After eight knee surgeries, Jan Hudec is accustomed to skiing in pain. It takes a certain kind of pain to force him out of a race, especially on home snow in Lake Louise.
But Hudec will not race in the season-opening World Cup men's downhill Saturday. The Calgarian withdrew from a second straight training run Thursday. Stepping into the start hut for Sunday's shorter super-G is a "maybe" at best.
"Will it be worth it to take a major risk on Sunday just because it's Lake Louise and it's at home and I like the hill?" Hudec said Thursday. "Probably not, but that's a bridge I'll cross when I get there."
Norway's Kjetil Jansrud, who swept the downhill and super-G a year ago, was fastest in Thursday's training after posting the second-fastest time the previous day. Erik Guay of Mont-Tremblant, Que., was the top Canadian in sixth.
A third and final training run is scheduled for Friday at the Alberta ski resort west of Calgary.
Hudec, 34, has minimal cartilage in his right knee after a seventh surgery on it in January. He's had one surgery on his left knee. While training with the Canadian men at Nakiska Ski Resort last week, Hudec says the bones in his right knee "squished" together.
'I don't care about pain. ... It needs to be safe for me to go down the mountain at 110 per cent. There's so much pain [in my knee] that it would basically put me in a defensive position.' - Canadian skier Jan Hudec on withdrawing from Saturday's season-opening World Cup downhill
The Olympic bronze medallist in super-G in 2014 rode the chairlift up the mountain Thursday intending to get a training run in, but pulled the plug.
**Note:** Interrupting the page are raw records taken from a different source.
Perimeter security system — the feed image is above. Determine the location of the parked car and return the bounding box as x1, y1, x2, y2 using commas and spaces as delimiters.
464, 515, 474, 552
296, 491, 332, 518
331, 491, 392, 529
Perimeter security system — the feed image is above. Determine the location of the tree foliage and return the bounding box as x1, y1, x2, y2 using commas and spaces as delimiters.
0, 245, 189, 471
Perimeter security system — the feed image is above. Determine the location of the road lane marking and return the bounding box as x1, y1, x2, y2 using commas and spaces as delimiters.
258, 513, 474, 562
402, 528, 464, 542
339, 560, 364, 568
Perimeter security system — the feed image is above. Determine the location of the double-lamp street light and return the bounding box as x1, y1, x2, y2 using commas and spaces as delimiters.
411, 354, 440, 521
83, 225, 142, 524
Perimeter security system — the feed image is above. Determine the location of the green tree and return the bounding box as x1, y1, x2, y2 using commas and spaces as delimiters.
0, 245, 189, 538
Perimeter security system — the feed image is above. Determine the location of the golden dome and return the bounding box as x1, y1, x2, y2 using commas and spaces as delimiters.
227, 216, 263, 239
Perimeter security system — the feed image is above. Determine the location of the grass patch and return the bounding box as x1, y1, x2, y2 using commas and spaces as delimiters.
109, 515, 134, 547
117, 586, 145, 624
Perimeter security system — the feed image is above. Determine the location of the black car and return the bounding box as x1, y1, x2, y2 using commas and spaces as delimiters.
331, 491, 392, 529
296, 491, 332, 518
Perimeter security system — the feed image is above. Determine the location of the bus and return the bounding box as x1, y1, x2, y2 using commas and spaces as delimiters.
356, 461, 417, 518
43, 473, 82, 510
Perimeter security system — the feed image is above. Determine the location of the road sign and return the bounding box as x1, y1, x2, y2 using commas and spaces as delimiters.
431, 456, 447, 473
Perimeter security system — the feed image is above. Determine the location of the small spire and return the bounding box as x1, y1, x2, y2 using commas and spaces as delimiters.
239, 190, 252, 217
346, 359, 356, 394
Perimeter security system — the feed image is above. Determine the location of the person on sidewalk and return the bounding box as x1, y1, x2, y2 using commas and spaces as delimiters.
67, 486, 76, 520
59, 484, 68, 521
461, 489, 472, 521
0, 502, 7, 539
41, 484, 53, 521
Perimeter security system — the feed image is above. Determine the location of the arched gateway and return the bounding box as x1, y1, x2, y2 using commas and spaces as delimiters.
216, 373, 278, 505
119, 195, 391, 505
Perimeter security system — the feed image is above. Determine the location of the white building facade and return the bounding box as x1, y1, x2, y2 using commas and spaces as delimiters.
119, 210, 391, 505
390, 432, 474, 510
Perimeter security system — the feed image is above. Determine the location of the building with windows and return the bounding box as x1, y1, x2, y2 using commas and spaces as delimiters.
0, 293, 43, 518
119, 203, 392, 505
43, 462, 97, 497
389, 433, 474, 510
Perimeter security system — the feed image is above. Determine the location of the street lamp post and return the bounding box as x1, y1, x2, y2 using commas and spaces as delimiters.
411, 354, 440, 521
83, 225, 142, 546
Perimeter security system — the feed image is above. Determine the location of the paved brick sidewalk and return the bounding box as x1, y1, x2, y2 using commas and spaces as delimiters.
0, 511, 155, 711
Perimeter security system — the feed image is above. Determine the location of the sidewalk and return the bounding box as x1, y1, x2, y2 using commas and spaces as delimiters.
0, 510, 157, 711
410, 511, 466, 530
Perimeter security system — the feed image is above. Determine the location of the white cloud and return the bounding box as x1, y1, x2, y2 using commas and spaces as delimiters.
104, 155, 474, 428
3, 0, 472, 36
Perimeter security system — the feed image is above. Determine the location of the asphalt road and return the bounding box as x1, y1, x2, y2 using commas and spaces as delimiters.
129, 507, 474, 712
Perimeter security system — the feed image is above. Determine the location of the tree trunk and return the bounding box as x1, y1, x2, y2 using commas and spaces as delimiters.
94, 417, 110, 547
"I've skied with pain before so I thought better living through pharmaceuticals would make it all better and it just didn't today," Hudec said. "Not enough to give me the confidence to go down the course.
"I don't care about pain. More than the pain, it needs to feel safe for me to go down the mountain at 110 per cent. There's so much pain that it would basically put me in a defensive position."
Home crowd
Hudec won the downhill in Lake Louise in 2007. Canada's lone home stop on the World Cup downhill circuit is special to him because of the support the host team gets.
In addition to the usual motivations racing at home, Hudec's plan this weekend was to race with a helmet designed for him by 10-year-old Dylan Kwan.
The helmet, featuring a fierce panda bear, fetched a bid of $15,000 for pediatric liver research at a fundraiser. Kwan, who has a liver condition called biliary atresia, will travel to Lake Louise.
"I think I can make it up to Dylan in other ways," Hudec said. "It'll give me time to hang out with him and actually spend time with him in the finish and critique all the racers together.
Travis Gangong of the U.S. was second in training and Austrian Max Franz was third. Guay was three-quarters of a second back of Jansrud, the defending overall World Cup champion in downhill and super-G.
"I just wanted to have a good run, challenge the line a little bit more," Guay said. "I think I did a good job, but I did make some mistakes in some areas."
Manny Osborne-Paradis of Invermere, B.C., was second in last year's downhill. He had problems out of the start gate Thursday and was way back in 50th.
Calgary's Tyler Werry was 34th, Ben Thomsen of Invermere finished 46th and Jeffrey Frisch of Mont-Tremblant, Que., placed 52nd.